Now, for $reasons, I need to setup an nginx server that serves directories in /home/${user}/public_html/ without this ~ prefix: https://example.com/me/.
At the same time, the webserver should also serve content from the webroot (/var/www/html/).
I don't really care for the case where content is available in both locations (e.g. https://example.com/foo/index.html could be served by both /var/www/html/foo/index.html and /home/foo/public_html/index.html).
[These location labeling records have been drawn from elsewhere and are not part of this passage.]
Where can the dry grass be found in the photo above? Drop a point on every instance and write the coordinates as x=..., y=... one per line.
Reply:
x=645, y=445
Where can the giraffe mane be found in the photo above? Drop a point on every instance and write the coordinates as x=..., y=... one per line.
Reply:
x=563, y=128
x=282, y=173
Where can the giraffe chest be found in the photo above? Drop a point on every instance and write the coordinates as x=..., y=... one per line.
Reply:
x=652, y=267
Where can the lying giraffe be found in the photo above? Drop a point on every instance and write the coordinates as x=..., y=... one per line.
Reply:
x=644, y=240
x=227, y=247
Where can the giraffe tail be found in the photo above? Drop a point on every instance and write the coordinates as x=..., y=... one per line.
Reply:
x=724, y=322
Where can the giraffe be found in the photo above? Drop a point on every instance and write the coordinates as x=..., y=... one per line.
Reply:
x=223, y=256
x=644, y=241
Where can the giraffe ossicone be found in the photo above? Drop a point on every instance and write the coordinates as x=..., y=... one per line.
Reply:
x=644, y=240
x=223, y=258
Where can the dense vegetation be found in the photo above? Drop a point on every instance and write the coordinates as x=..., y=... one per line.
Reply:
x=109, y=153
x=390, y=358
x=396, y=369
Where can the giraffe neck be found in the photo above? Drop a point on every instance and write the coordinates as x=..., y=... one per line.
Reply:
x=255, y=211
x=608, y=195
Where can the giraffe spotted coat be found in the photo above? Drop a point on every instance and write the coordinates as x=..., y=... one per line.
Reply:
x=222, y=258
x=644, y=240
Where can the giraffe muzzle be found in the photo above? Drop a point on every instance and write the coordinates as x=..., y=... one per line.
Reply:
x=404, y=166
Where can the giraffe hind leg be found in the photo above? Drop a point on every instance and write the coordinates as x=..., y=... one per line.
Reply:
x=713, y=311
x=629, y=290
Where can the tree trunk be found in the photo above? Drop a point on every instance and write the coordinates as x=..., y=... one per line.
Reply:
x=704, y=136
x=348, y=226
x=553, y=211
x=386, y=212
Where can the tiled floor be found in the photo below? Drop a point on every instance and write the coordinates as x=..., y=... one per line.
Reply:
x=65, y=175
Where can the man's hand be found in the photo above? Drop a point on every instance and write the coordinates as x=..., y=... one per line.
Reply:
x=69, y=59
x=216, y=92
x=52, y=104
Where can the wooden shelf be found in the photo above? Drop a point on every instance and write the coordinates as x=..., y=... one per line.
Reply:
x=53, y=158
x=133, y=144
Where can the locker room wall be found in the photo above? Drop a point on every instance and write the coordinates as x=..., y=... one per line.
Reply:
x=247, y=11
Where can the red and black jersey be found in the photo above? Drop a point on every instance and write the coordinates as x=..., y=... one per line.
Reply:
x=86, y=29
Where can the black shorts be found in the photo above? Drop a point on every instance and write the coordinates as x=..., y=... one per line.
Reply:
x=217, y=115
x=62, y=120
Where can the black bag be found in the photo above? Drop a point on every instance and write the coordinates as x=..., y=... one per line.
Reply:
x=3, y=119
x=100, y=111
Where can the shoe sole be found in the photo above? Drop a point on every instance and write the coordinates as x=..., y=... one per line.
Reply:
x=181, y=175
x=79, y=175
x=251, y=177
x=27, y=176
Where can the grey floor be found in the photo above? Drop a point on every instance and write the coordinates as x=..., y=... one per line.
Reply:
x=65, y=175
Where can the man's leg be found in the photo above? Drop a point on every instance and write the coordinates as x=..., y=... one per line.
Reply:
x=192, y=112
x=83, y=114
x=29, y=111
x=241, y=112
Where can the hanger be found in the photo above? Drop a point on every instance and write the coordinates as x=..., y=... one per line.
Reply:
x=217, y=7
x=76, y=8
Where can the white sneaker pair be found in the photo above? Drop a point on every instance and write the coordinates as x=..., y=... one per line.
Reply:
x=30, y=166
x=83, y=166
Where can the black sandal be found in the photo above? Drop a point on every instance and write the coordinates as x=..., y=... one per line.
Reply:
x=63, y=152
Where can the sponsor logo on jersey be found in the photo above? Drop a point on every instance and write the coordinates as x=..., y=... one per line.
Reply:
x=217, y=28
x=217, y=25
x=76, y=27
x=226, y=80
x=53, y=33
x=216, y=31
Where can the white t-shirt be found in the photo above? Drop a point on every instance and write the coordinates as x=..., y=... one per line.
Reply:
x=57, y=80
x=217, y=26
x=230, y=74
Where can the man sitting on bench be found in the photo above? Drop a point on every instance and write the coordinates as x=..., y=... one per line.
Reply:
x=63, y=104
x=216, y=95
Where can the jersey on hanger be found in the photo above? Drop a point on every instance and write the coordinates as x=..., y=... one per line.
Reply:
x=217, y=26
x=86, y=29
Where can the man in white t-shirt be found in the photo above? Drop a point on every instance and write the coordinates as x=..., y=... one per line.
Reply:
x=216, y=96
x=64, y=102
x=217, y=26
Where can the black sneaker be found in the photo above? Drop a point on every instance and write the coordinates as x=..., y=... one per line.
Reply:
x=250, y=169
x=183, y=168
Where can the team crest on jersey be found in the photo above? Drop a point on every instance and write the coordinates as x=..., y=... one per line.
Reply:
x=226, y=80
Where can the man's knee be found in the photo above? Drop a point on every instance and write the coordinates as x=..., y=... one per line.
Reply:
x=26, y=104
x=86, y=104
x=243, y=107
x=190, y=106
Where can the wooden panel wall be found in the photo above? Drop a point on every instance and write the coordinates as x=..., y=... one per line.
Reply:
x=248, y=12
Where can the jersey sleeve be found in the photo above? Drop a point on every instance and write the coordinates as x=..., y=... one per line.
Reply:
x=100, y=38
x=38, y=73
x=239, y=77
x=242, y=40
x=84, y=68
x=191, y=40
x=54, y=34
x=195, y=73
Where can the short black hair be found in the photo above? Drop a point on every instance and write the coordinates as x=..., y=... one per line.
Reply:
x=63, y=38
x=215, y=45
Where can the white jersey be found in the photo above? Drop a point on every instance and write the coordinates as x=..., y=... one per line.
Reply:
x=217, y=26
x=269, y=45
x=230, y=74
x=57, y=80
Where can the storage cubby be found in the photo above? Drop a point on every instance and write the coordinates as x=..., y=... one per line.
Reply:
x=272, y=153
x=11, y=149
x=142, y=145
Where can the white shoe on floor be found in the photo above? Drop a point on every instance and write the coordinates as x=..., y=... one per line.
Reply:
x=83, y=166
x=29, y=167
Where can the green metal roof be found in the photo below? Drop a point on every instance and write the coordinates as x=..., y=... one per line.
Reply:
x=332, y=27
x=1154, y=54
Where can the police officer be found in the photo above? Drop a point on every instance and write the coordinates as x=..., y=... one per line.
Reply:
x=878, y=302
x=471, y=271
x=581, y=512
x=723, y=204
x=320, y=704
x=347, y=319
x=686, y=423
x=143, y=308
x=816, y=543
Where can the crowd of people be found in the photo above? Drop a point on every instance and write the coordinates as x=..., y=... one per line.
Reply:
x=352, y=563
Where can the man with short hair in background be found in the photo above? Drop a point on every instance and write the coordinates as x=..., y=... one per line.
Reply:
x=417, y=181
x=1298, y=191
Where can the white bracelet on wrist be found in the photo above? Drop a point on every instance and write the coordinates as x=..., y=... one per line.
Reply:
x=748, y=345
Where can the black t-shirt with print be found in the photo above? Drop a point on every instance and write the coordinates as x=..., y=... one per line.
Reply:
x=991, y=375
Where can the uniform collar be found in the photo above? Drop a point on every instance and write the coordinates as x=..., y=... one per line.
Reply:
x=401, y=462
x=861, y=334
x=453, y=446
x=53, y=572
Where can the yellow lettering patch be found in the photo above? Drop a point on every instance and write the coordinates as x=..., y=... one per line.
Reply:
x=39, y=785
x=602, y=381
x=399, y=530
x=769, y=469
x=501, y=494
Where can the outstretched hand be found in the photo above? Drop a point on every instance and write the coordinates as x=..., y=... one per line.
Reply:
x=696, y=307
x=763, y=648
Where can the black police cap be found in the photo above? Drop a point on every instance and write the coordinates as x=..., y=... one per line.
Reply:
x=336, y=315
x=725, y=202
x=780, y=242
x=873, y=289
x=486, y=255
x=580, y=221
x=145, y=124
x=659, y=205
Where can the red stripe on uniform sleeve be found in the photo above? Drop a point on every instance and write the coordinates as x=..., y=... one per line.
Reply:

Answers here on Server Fault have lead me to this config:
location ~ (?<user>[^/]+)(?<path>.*)?$ {
alias /home/$1/public_html$2;
index index.html index.htm;
autoindex on;
}
This works OK, but unfortunately, it also shadows the webroot (so I can no longer access /var/www/html/index.html via https://example.com/index.html).
So my 2nd try is this:
location ~ (?<user>[^/]+)(?<path>.*)?$ {
root /home/$user/public_html;
try_files $path $path/ @fallback;
index index.html index.htm;
autoindex on;
}
location @fallback {
root /var/www/html/;
index index.html index.htm;
}
This allows me to access both /home/me/public_html/index.html via https://example.com/me/index.html and /var/www/html/index.html via https://example.com/index.html
It also allows me to /home/me/public_html/bla/index.html via https://example.com/me/bla/
Unfortunately, things break with https://example.com/me/bla (note the missing trailing slash): nginx will issue a permanent redirect (301) to https://example.com/bla/ (stripping away my username! where it really should only do a redirect to https://example.com/me/bla/).
This gives plenty of 404 errors (when /var/www/html/bla/ does not exist), or the wrong content (when it does exist).
I'm sure people will forget to add their trailing slashes, and then end up in the wrong (or non-existant) directories.
My gut feeling is, that this wrong redirection comes from my use of root in the location block.
There's no such problem with alias, but how can I use try_files with a fallback location in that case?
So: how can I teach nginx to serve userdirs without a ~, while still serving content from my webroot and allowing the user to forget to type the trailing / when they want to access directories on the webserver?